As a Shakespeare professor, I respectfully disagree. The reason why I don’t normally spend time in class on The Authorship Question is that a) there are many, many more interesting things to talk about in a Shakespeare class; and b) part of my job is demonstrating how professional literary critics think, and most of the time, that means focusing on the text (and to a lesser extent, the broader social and historical conditions under which the text was produced), rather than the author.
I’ll answer questions about authorship if students ask them, and I do give a brief opening-day lecture on Shakespeare’s life and what his contemporaries had to say about him, but most of the time I want their attention to be on the words they’re reading or hearing.
There is education and entertainment.

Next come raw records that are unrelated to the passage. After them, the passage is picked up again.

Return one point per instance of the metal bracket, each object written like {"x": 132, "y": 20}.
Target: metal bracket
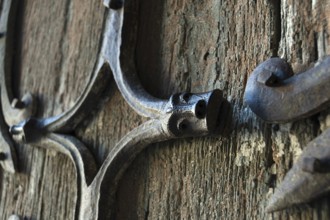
{"x": 276, "y": 95}
{"x": 182, "y": 115}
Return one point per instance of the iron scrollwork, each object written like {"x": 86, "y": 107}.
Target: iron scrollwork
{"x": 182, "y": 115}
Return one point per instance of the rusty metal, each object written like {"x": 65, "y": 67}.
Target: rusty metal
{"x": 276, "y": 95}
{"x": 309, "y": 177}
{"x": 182, "y": 115}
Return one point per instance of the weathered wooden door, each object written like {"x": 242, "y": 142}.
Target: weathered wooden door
{"x": 181, "y": 45}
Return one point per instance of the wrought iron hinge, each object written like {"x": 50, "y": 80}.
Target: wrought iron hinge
{"x": 182, "y": 115}
{"x": 276, "y": 95}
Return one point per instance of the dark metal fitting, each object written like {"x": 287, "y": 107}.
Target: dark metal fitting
{"x": 198, "y": 114}
{"x": 3, "y": 156}
{"x": 276, "y": 95}
{"x": 114, "y": 4}
{"x": 308, "y": 178}
{"x": 27, "y": 131}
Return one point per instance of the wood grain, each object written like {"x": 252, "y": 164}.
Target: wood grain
{"x": 177, "y": 46}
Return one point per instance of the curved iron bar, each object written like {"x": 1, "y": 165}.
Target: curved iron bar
{"x": 309, "y": 178}
{"x": 276, "y": 95}
{"x": 14, "y": 110}
{"x": 182, "y": 115}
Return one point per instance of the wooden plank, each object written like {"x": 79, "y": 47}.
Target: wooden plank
{"x": 177, "y": 46}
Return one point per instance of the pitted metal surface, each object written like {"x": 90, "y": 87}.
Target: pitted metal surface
{"x": 182, "y": 115}
{"x": 276, "y": 95}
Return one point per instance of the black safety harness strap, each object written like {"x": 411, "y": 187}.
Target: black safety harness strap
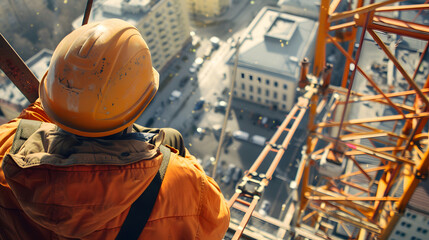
{"x": 142, "y": 207}
{"x": 140, "y": 210}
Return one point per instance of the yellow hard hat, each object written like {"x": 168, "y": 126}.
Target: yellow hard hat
{"x": 100, "y": 79}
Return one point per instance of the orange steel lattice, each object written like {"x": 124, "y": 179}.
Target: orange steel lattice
{"x": 364, "y": 161}
{"x": 367, "y": 154}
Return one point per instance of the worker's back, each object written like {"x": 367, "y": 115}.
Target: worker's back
{"x": 63, "y": 186}
{"x": 77, "y": 176}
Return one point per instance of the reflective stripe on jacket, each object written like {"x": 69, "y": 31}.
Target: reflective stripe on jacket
{"x": 61, "y": 186}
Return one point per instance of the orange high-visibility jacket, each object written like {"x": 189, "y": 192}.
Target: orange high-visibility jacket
{"x": 59, "y": 186}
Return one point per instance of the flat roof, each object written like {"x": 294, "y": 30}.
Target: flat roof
{"x": 275, "y": 42}
{"x": 131, "y": 11}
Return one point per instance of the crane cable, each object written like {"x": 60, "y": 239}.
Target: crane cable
{"x": 225, "y": 120}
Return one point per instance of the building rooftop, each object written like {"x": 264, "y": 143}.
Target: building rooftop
{"x": 276, "y": 42}
{"x": 129, "y": 10}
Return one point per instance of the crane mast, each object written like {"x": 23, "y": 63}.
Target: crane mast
{"x": 367, "y": 147}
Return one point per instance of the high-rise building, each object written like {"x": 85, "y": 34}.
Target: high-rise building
{"x": 208, "y": 8}
{"x": 164, "y": 24}
{"x": 269, "y": 58}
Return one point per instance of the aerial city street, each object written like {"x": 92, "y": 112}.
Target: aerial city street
{"x": 237, "y": 75}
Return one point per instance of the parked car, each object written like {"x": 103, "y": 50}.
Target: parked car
{"x": 237, "y": 174}
{"x": 221, "y": 106}
{"x": 265, "y": 207}
{"x": 258, "y": 140}
{"x": 175, "y": 95}
{"x": 199, "y": 105}
{"x": 228, "y": 174}
{"x": 215, "y": 42}
{"x": 183, "y": 81}
{"x": 196, "y": 65}
{"x": 241, "y": 135}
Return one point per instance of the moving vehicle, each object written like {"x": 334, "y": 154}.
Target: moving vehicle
{"x": 241, "y": 135}
{"x": 228, "y": 174}
{"x": 215, "y": 42}
{"x": 175, "y": 95}
{"x": 258, "y": 140}
{"x": 265, "y": 207}
{"x": 196, "y": 65}
{"x": 199, "y": 105}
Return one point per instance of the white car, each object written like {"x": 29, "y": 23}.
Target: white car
{"x": 175, "y": 95}
{"x": 265, "y": 208}
{"x": 196, "y": 65}
{"x": 242, "y": 135}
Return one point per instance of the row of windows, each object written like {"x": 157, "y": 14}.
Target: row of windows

I don’t see why education has to be made ‘entertaining’.
You know men pay more attention to half naked babes. Perhaps teachers should have to be really hot and wear bikinis to teach.
Maybe the evening news could be made more entertaining by having people get really mad and scream and cry, and tell half-truths and lies. Maybe that would make the news better.
Really I’d only go for this if it were a class specifically aimed at critical thinking. Like, call the class: “Bullshit” and introduce a number of the more widely accepted BS hypotheses and have the students write essays explaining why the hypothesis is BS.
Otherwise addressing this crap is a distraction from what we currently believe to be the truth. I see no reason, for instance, to dedicate any time to birthers/truthers/NAMBLA in a general education cirriculum. Such ideas are worthy only of ridicule, and the classroom is no place for that.
I’m all for teaching the controversy as part of critical thinking - which implies that the end of the section will show why the creationists, say, are flat out wrong. I suspect they won’t like that method. In high school chemistry we learned about phlogiston, but we did not get told that the hypothesis had to be respected and that there were good arguments on either side.
So, teach the controversy, if there is time, but don’t pretend both sides are equally respectable.